In the meantime, I’ll be waiting for the DVD of the movie to make it’s appearance. This will be one show I’ll be watching again, not for the story, but for the characters.

“Autobots, roll out!”

Girl Friday. 7/13/2007

On the carpet. 7/10/2007

We were walking down the street after lunch, sometime last week, when something in a store window caught our eye. It was a shop selling Turkish carpets, and on display was a rug, shaped like a snail. A shop assistant came out, and asked if we were interested in buying carpets. I pointed to the rug, and asked how much it was. He looked at us, and said, “$100″. I turned to someone to get their opinion and it was agreed we should get the rug.

We walked into the shop, and asked if they had any other rugs of the same type to show, and the shop guy said he did. He spoke to his colleague, and more rugs were brought out for our perusal.

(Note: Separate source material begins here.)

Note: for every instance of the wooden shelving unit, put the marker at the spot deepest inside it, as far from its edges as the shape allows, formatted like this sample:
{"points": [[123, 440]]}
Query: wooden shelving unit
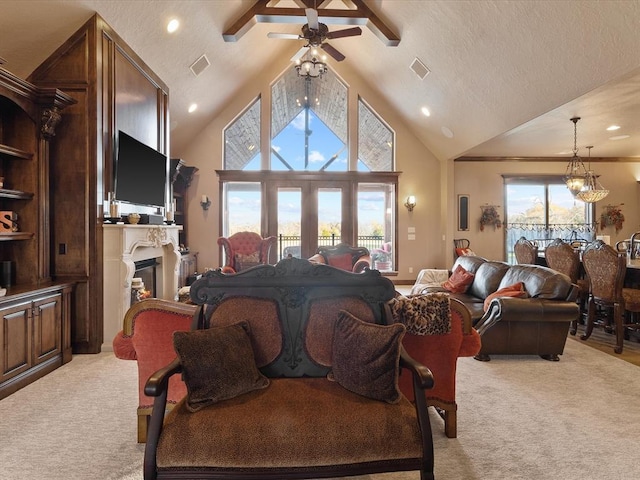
{"points": [[35, 311]]}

Someone asked,

“How much if we buy two?”

The second shop assistant, who had brought out the rugs, replied,

“$100 for two.”

We looked and each other, turned to the second shop guy, and simultaneously said “done.”

The first shop assistant, who had spoken to us outside the carpet shop, suddenly let loose a string of Turkish at his colleague, possibly along the lines of,

“I told them it was $100 each you fuckhead. Now, look what you’ve done!”

The second guy looked a little sheepish, and was about to say something when someone pointed her finger upwards and said, “You said it, $100 for two, no turning back.”

First and second shop guys looked in her face, and wisely decided not to argue. They shrugged their shoulders, laughed at each other, and said, “OK. OK.”

We looked at each other again and laughed, and bought 3 rugs.